SK: Can’t public transit provide the kind of infrastructure you’re talking about?

TC: Our transit system was originally built more than 100 years ago. We haven’t changed much other than the airport line and the commuter tunnel. Back then, Philly was the center of manufacturing. Today, we have a completely different economy but the same rail transit system. We’re puffing out our chests about how other cities would love to have our extensive transit system, but we’ve barely invested in it or expanded it.

SK: What is key for these projects?

TC: Having a champion, like a state senator. They have leverage with governors.

SK: Speaking of: You spend a lot of time in the world of politics and civic affairs. Is that good for business, or is there more to it?

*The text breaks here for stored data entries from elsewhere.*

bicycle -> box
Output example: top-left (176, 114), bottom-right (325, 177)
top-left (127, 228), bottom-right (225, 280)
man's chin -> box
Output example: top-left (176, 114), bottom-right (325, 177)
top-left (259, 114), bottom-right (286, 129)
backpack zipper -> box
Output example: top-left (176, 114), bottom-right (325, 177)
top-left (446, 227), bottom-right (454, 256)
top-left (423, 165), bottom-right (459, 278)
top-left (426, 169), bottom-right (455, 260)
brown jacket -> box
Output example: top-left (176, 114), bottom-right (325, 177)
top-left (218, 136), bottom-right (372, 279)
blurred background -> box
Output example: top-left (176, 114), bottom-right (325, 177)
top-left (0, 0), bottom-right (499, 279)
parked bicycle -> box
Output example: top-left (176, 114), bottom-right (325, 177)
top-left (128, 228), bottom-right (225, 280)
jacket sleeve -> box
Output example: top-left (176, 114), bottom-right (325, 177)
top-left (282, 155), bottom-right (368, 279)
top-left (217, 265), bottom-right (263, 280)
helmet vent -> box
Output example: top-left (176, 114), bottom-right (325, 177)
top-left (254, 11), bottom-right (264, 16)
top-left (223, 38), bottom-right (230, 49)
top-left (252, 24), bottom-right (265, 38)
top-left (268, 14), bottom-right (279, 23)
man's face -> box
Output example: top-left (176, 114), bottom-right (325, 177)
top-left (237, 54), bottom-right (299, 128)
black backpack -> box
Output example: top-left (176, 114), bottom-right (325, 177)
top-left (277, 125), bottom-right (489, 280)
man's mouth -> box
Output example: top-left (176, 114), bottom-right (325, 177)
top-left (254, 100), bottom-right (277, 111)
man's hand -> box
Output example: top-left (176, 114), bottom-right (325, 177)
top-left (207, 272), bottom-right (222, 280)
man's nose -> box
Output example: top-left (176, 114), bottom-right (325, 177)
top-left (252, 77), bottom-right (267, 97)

TC: I never worry about whether it’s good for business. I supported you, didn’t I? Twice! I’d rather be behind someone I believe in, who’s prepared to change the status quo. You can’t get things done without intersecting with power — and that’s politics, government and the civic world. I have strong opinions. I find that people are ready to listen when you engage and don’t just throw punches. Of course, I wish the business community packed more punch.

SK: You’ve also found time to lead the board of a charter school.

TC: The Freire Charter School [at 2027 Chestnut Street] asked for help. They wanted to fix up a building.